2. The process as claimed in claim 1, wherein the engraving layer
is applied by a UV flexographic printing process.
3. The process as claimed in claim 1, wherein the engraving layer
is cured by UV irradiation prior to the application of the base
layer.
4. The process as claimed in claim 1, wherein the engraving layer
is applied by printing over the entire surface of the backing
film.
5. The process as claimed in claim 1, wherein the engraving layer
is applied by printing over part of the surface of the backing
film.
6. The process as claimed in claim 1, wherein the engraving layer
is applied by printing in two or more colors.
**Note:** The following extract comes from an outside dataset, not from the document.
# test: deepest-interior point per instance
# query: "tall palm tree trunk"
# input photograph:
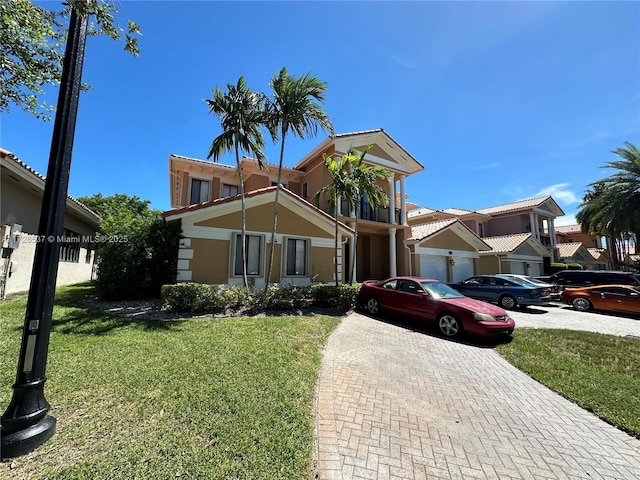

7. The process as claimed in claim 1, wherein, after the engraving
layer has been applied by printing, and before the base layer has
been applied, an intermediate layer is applied, and optionally
comprises a pigmented electron-beam-curable lacquer.
8. The process of claim 7, wherein a doctor is used to apply to
base layer or the intermediate layer, or is used to apply both of
said layers.
9. The process of claim 7, wherein the intermediate layer comprises
a pigmented electron-beam-curable polyurethane-acrylate
lacquer.
10. The process as claimed in claim 1, wherein the
electron-beam-curable lacquer is cured in a single operation and is
thus crosslinked with the engraving layer.
11. The process of claim 10, wherein the energy dose from the
irradiation with electrons is in the range from 50 kGy to 150 kGy,
and the energy of the electrons is in the range from 200 keV to 500
keV.
12. The process as claimed in claim 1, wherein a doctor is used to
apply the base layer.
13. The process as claimed in claim 1, wherein the engraving layer
comprises at least one anti-counterfeiting feature selected from
the group consisting of dyes that fluoresce in UV light,
thermochromic dyes, substances comprising a detection system
specific to biological specimens, and multilayer color
pigments.
14. The process as claimed in claim 1, wherein the engraving layer
comprises a cationic UV lacquer.
15. The process as claimed in claim 1, wherein the engraving layer
is applied by printing at a thickness in the range from 1 to 20
g/m.sup.2.
16. The process of claim 15, wherein said thickness is in the range
from 3 to 6 g/m.sup.2.
17. The process as claimed in claim 1, wherein the base layer
comprises a pigmented electron-beam-curable polyurethane-acrylate
lacquer.
18. The process as claimed in claim 1, wherein the base layer is
applied at a thickness in the range from 20 to 500 g/m.sup.2.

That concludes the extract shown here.